# Advice/Revision from a Published Author?



## Altamont (Apr 28, 2010)

So here's the deal: I'm currently working on a story called Rosewood Lane, an anthropomorphic story, that I fully intend to submit to publishers within the next month, probably Anthrodreams or ANTHRO. The thing is, I've never been published before, so I have no experience in regards to what kind of quality these co.'s are looking for.

In a nutshell, is there an author here on FA who has been published and would be willing to help me fine tune this tale in to something that could be published and even (hopefully) earn me a couple bucks?


----------



## GraemeLion (Apr 28, 2010)

I have been published on Anthro, for what it's worth.  Their editor is Quinten Long, and he's very approachable and will work with you on your story.


----------



## Poetigress (Apr 28, 2010)

Not to sound cynical, but if your spelling and grammar are sound, you're ahead of the pack already. In general, I find that most of the editors in the fandom will give you some kind of feedback as to why something didn't work for them, so I wouldn't be too afraid of submitting. (Keep in mind, though, that Anthro isn't a paying market, so if you are hoping to get a few bucks, I'd steer more toward Anthro Dreams or possibly New Fables -- though I'm a little leery of how the New Fables website talks about accepting submissions for issue #3 when #3 was published last summer.)

If you'd like me to give it a once-over, PM me on FA.


----------



## Altamont (Apr 28, 2010)

Awesome! thanks guys!

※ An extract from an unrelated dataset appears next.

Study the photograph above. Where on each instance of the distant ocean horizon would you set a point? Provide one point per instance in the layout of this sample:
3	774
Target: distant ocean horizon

The first draft should be finished within the next few days, so I'll hit you up then


----------



## GraemeLion (Apr 28, 2010)

That is true.. Anthro is "for the love,"  and I wouldn't have considered it a market to worry too heavily about save for the OP's inclusion in the list.

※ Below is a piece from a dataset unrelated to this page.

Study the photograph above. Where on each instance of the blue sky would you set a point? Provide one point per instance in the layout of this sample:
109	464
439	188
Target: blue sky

Also, ROAR from Bad Dog Books is accepting submissions for volume 3.  It's theme is "Moments."


----------



## Poetigress (Apr 28, 2010)

GraemeLion said:


> Also, ROAR from Bad Dog Books is accepting submissions for volume 3.  It's theme is "Moments."



*sigh* I wish ROAR would stop doing themes. Mind you, it's a purely selfish wish  --nothing ever seems to fit when I have something ready to send, and I hate writing to-order for anthologies. Oh, well. It's a vague enough theme that maybe something will work out this time.


----------